Early intervention key to tackling attendance

The Education Minister Jeremy Miles has  published new guidance to help schools to work with families and relevant agencies to make sure learners come to school.


Jeremy Miles said: “Since the pandemic, too many young people are missing out on invaluable school time. This can impact on their wellbeing, their social skills, and their education. We can be in no doubt that our education system is still very much recovering from the impact of the pandemic. Schools have been working hard to support learners back into to the classroom, but this is a crisis which needs a national approach. It is my number one priority.”

Early identification and prevention are essential. The Welsh Government will change the statistical definition of persistent absence from missing 20% of sessions to 10% of sessions. Absence is often a symptom of an underlying issue – the sooner schools can identify it, the sooner they can support the learner and ensure they are in school.

Attendance issues are often a symptom of an underlying cause other than physical health, like wellbeing or mental health issues. For some, it can be because of interlinked factors. When this is the case, families need help from specialist agencies and wider services. This guidance highlights the need for schools to work with the appropriate agencies to make sure learners get the support they need.

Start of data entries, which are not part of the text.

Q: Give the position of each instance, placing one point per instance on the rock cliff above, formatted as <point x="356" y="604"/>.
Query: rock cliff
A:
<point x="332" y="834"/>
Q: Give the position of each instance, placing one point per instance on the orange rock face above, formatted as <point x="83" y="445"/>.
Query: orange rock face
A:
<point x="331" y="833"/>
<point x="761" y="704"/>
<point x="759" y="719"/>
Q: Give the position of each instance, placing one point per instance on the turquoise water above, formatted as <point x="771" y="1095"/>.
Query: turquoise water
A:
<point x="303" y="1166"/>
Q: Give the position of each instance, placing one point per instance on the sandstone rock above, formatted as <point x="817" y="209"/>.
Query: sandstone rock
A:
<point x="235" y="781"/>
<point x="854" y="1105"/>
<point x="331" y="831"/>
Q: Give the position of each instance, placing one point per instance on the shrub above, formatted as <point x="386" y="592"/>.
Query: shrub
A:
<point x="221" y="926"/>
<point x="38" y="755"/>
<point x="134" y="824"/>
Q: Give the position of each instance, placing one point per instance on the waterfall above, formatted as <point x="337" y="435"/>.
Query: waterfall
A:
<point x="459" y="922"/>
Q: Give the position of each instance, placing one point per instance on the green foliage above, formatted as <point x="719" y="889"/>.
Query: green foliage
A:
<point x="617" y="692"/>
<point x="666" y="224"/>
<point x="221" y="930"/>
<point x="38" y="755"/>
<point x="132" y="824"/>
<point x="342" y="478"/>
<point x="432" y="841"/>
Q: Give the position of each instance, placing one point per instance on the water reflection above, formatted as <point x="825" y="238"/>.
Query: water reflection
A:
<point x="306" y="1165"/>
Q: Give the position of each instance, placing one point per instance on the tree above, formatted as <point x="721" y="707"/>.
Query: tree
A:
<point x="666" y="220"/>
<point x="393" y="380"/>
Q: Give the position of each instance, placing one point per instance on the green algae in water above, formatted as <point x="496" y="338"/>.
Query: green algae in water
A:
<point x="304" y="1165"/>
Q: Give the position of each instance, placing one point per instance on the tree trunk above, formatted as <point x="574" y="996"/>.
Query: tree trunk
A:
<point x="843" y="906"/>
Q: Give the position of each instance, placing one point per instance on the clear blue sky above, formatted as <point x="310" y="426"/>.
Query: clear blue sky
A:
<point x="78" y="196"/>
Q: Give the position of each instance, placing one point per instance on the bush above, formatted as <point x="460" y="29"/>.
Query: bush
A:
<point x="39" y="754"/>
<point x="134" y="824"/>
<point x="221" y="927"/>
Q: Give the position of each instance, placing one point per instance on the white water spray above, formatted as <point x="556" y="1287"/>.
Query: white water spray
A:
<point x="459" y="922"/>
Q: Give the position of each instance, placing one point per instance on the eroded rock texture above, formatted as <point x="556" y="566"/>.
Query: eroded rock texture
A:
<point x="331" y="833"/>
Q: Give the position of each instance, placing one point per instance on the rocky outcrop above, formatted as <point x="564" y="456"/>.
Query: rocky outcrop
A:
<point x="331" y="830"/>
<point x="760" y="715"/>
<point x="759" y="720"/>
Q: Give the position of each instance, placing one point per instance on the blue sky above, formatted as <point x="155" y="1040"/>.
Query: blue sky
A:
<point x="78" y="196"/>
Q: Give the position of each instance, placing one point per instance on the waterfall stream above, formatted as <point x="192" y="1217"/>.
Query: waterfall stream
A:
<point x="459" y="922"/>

Building good relationships with families and support agencies is key. One school that has taken action to improve school attendance is Pontypridd High School. Staff analysed data and found that learners eligible for free school meals had significantly worse attendance, as well as learners who did not engage well with schoolwork during lockdown. The school has provided extra support for pupils with significant attendance concerns including youth workers, counsellors and introduced a school EBSA room (Emotionally based school avoidance).

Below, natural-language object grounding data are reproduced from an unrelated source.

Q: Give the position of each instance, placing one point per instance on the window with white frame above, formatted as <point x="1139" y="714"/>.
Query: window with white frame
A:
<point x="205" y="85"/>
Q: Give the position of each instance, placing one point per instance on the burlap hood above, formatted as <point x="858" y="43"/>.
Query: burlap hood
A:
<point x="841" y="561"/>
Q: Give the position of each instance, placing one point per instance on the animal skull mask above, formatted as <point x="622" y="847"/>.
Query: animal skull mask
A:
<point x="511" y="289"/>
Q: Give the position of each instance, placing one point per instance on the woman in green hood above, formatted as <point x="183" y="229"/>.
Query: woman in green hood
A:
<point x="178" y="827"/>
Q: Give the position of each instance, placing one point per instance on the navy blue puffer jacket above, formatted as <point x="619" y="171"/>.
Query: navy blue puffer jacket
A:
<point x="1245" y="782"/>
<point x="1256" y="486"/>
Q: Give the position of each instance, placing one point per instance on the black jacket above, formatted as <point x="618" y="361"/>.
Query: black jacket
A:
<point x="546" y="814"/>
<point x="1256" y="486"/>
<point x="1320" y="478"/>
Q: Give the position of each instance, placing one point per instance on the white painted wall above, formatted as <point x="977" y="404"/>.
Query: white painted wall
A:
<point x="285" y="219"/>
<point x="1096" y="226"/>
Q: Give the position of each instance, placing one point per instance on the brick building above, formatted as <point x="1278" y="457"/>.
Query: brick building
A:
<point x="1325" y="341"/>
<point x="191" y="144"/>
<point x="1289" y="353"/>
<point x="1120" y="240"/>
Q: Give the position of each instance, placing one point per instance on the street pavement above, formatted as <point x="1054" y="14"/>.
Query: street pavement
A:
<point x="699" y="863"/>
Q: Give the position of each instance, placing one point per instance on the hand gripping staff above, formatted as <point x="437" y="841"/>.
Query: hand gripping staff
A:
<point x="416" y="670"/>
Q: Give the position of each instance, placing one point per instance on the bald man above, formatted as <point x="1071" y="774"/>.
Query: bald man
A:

Attendance will improve if learners want to come to school and find learning and activities interesting and relevant. The new guidance is learner-focussed, emphasising the importance of seeking the views of children and parents on development and implementation of school policies. Getting parents involved is also part of the Welsh Government’s Community Focused Schools approach, which sees schools supporting the needs of learners, families and their wider community

The guidance also sets out the Welsh Government’s position on fines, which should only be used as a last resort after all other options have been exhausted. A warning should be issued in the first instance. Schools should also consider whether a fine will be effective in getting a child back to school.

Jeremy Miles said: “The new guidance will help schools in tackling this national issue. Making sure children are back in the classroom is our number one priority. By working together we will ensure that all children and young people are given the best possible start in life and are supported to reach their potential.”